In Revealing Images, photographer Don Spiro dishes up sweet photographic treats and the stories behind them. Today, Don aims his lens at The Poubelle Twins.
This shot is a little bit of history. I’m proud to say that I was the first person to do a studio shoot with Bibi and Fifi, the Poubelle Twins. At the time, they were French maids in the Velvet Hammer burlesque troupe, the first troupe to continue the form and promote traditional American burlesque as a folk art. The Poubelles interacted with the audience and emcee, policed the stage after each act, and mutely served as aloof eye candy to draw in the fans. Before they came on the scene the performers, stage manager or the emcee were usually the ones to gather performers costumes from the stage. Not anymore!

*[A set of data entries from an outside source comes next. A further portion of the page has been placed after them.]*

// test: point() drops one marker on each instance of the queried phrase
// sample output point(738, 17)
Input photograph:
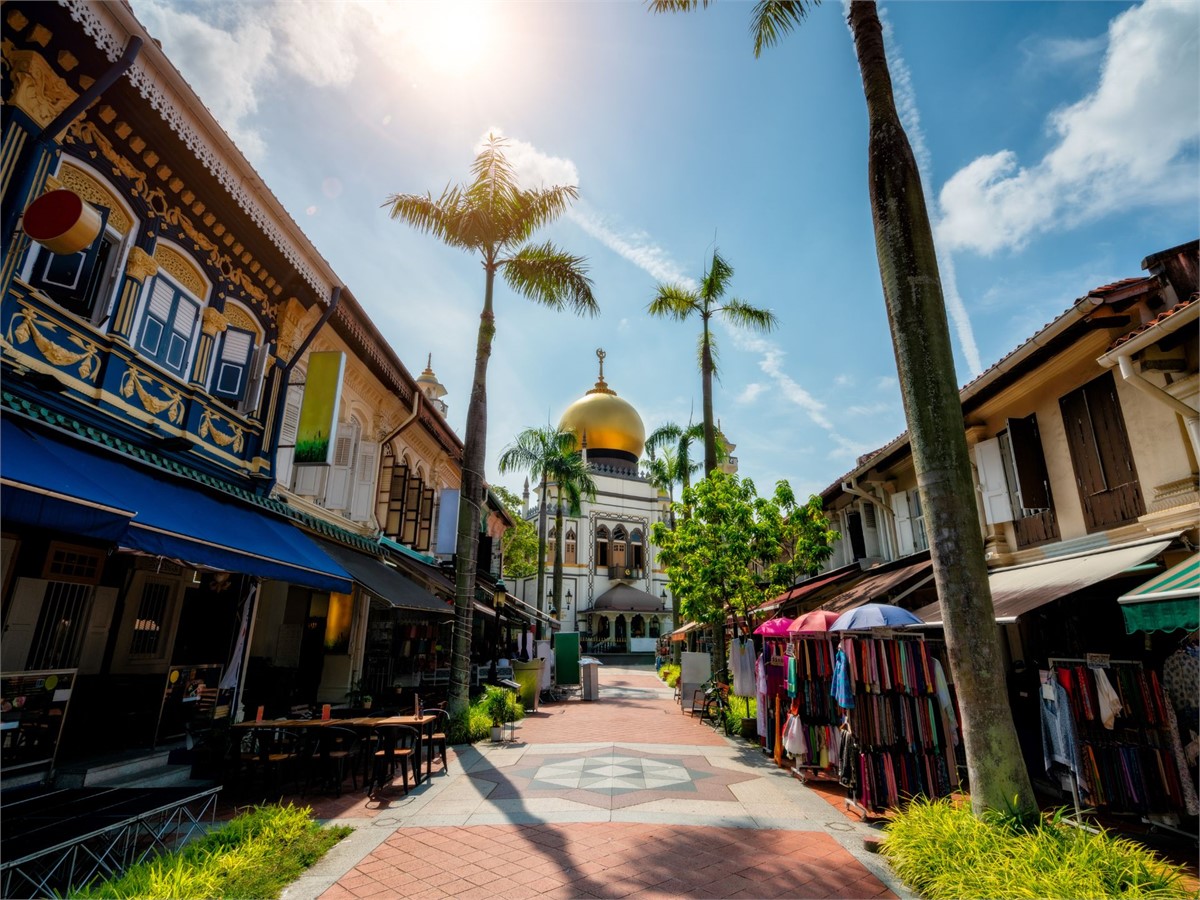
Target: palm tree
point(679, 303)
point(495, 217)
point(912, 291)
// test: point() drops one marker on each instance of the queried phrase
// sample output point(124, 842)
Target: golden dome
point(605, 420)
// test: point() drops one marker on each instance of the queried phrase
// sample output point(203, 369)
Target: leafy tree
point(520, 543)
point(737, 550)
point(679, 303)
point(912, 291)
point(495, 217)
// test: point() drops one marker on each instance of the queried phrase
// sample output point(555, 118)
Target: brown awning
point(1018, 589)
point(876, 587)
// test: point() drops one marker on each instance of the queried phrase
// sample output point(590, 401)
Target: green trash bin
point(527, 675)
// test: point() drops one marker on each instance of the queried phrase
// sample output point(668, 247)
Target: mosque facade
point(615, 593)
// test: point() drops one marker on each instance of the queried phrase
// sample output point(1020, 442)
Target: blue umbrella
point(874, 616)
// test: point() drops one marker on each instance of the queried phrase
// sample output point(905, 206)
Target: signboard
point(318, 411)
point(33, 706)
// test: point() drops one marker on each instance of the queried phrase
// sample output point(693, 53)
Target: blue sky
point(1059, 144)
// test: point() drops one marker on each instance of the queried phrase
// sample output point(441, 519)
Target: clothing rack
point(1127, 760)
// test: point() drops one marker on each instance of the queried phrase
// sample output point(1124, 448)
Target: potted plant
point(358, 696)
point(498, 705)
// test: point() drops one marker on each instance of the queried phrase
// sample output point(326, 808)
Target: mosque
point(615, 594)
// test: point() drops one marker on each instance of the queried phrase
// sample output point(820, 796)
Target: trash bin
point(589, 677)
point(527, 675)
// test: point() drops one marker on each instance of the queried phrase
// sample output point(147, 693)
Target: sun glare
point(443, 37)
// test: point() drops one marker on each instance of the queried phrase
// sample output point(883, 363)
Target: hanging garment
point(1109, 700)
point(841, 689)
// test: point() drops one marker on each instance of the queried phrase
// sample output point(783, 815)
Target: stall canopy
point(1167, 603)
point(385, 582)
point(169, 517)
point(873, 587)
point(1018, 589)
point(43, 485)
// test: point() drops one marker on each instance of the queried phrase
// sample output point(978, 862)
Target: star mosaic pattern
point(611, 778)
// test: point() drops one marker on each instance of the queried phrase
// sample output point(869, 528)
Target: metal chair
point(396, 747)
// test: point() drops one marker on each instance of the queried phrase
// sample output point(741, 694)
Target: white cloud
point(751, 391)
point(1129, 143)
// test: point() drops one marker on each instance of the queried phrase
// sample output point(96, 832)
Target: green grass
point(255, 856)
point(942, 851)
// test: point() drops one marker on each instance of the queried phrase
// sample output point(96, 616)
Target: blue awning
point(42, 485)
point(173, 519)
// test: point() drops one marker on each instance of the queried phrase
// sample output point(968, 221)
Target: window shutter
point(904, 522)
point(1030, 465)
point(993, 484)
point(364, 481)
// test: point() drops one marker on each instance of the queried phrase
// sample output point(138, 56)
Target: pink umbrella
point(815, 622)
point(773, 628)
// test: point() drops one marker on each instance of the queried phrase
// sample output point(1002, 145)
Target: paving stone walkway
point(622, 797)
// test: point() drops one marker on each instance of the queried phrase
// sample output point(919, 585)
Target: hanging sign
point(318, 411)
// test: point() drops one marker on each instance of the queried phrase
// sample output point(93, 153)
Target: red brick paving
point(609, 859)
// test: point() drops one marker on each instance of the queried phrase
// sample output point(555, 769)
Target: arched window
point(601, 546)
point(637, 550)
point(619, 545)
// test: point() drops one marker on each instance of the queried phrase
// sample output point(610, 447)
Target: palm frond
point(547, 275)
point(771, 19)
point(673, 301)
point(676, 5)
point(745, 316)
point(533, 209)
point(717, 280)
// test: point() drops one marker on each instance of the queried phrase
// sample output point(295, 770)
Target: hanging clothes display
point(904, 729)
point(1111, 721)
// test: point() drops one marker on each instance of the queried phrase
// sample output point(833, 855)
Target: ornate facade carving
point(36, 89)
point(181, 269)
point(95, 193)
point(141, 265)
point(213, 323)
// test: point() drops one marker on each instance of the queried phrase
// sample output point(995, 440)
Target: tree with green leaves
point(549, 455)
point(520, 541)
point(677, 301)
point(912, 292)
point(737, 550)
point(495, 217)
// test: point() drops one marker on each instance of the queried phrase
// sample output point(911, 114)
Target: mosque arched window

This was my first shoot for the Velvet Hammer, at their rehearsal space on Sunset Boulevard, the Studio With No Name, which would eventually become my photo studio. The twins are actually the Duffy sisters, identical twin sisters who are well known in the Los Angeles animation industry. Their inspiration for the Velvet Hammer was the drawings of John Willie, a mid century writer and illustrator famed for “Bizarre” and “Diary of a French Maid,” who has probably influences late twentieth century fashion more than most haute couture design houses.
We shot with black and white film, 400ASA, using my Nikon camera. I like 400 speed film, I always over expose it by about a third of a stop to keep grain at a minimum, aiming to get detail in the shadows on the negative and then printing for the highlights, controlling how rich I want the blacks. We shot in Freon of a grey seamless backdrop, shooting full body shots, medium shots and close-ups. I used four open faced lights, two 1000 watt DP lights and two 650 watt Omni lights with white diffusion, from 216 full white down to light opal, repositioning them depending on the pose and composition.
This close up is one of my favorites. The twins’ faces were almost touching, Bibi on the left and Fifi on the right, leaving a small gap between them of grey background, lit by ambient light. I placed one DP light behind the seamless, shooting over the top of it on a boom arm as a backlight, putting a glow on their white lace. A second DP light was covered with 250 half white diffusion and placed high to camera left, lighting Fifi’s face and eyes and casting her nose shadow down to the right. I placed a flag to the left of the light to keep it off of Bibi on the left of frame. I then took an Omni light to the right hand side and covered it with 216 full diffusion to create a bit of fill, aiming it at both twins. It softly lit Bibi’s face, keeping her eyes dark in relation to Fifi’s, and creating softer shadows. It also filled in the shadow areas of Fifi’s face. I bounced the other Omni light into a white card on the floor for even more ambient fill, barely noticeable but still there.
This and one full body photo of the Poubelles from this shoot were used to promote upcoming Velvet Hammer shows that year. At the time I had no idea how involved I would get in the burlesque community, or that there even would be a community as strong as it is now.
It’s been almost eight years since I shot this photo. It was my first burlesque studio shoot and the Poubelle twins first studio portrait session. It seems like a lifetime ago but when I look at this picture I can remember that day like it just happened.